- Born: 21 May 1984 (age 42) Lushnjë, Albania
- Genres: Rock, Hip hop, Pop-folk
- Occupations: Singer; songwriter; actor;
- Instruments: Vocals, guitar

= Kastro Zizo =

Albanian singer-songwriter (born 1984)

Klevis Bega (born 21 May 1984), known professionally as Kastro Zizo, is an Albanian singer-songwriter, actor and television host. He made his film debut as protagonist Branko in Pharmakon, the Albanian entry for the Best Foreign Language Oscar at the 85th Academy Awards, which did not make the final shortlist.

==Career==
Bega rose to prominence with the songs Maca, Grl Zrbcnk, Pa faj, Dite dites, Silazhi, Kokashta, Papalove and Wawaz. He is best known for his eclectic approach to music, writing socially conscious lyrics with a satiric flare incorporated in a lyrical melody, combined with his tenor vocal range. He began performing in 2000, and became prominent initially with the song Silazhi.

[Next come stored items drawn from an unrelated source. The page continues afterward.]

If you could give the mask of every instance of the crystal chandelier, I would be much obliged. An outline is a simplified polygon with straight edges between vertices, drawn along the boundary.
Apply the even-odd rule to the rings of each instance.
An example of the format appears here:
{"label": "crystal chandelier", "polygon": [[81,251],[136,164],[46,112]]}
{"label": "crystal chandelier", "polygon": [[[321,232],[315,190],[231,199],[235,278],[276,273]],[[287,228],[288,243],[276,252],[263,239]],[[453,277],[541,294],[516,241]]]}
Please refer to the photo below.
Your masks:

Credited as Klevis Bega, he made his official film debut in the Albanian drama Pharmakon, as protagonist Branko. The role drew critical attention, and he was cast in various other projects since 2012, including Artan, Pa fan, Black Man and Amnesity.

Zizo is active in Albanian media as a television presenter as well. Bega frequently appears in the show Zone e lire, since 2012, Top Show Albania, since 2010, and since 2015 Thurje, where he discusses current international events and events in Albania. In Thurje recurring topics remain astrophysics and philosophy, two themes that interest Bega. In 2016 he had competed in the Albanian version of Your Face Sounds Familiar where he completed many imitations, such as Conchita Wurst, Lucio Dalla, Azis, Elita 5 and many others. He returned in 2022 with the song Mall Burri.

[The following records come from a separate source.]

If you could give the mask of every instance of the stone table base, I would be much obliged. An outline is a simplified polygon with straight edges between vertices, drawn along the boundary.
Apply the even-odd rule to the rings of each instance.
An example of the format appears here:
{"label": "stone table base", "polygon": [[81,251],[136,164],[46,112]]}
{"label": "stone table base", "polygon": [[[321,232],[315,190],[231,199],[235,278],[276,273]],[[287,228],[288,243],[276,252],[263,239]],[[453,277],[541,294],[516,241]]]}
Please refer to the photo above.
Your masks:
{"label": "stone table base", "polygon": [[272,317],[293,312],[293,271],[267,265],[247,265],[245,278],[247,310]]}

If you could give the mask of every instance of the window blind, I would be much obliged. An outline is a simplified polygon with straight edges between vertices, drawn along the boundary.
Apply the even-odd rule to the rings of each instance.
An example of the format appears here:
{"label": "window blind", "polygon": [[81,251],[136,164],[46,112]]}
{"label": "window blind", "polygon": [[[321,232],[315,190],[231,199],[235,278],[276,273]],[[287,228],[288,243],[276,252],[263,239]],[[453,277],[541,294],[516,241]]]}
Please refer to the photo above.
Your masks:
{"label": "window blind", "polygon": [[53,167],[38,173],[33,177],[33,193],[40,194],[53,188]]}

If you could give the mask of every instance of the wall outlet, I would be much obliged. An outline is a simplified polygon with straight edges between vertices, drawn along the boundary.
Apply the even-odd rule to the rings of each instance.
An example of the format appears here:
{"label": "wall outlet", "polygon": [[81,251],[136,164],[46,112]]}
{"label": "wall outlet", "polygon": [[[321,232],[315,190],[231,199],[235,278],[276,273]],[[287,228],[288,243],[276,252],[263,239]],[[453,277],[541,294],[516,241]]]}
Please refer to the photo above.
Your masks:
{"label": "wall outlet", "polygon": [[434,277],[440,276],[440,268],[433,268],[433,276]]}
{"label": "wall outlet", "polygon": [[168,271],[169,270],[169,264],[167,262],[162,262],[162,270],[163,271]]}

In 2023, he was selected to compete in the Festivali i Këngës 62 with the song "2073".

==Personal life==
Zizo resides in Tirana with his wife Era and two children, Dankan (born 2005) and Nia (born 2009). His son, Dankan, is the central subject of his 2014 release Papalove, in which Bega expresses his fatherly love to him. In 2020 he announced the birth of his third child, a boy named Dante.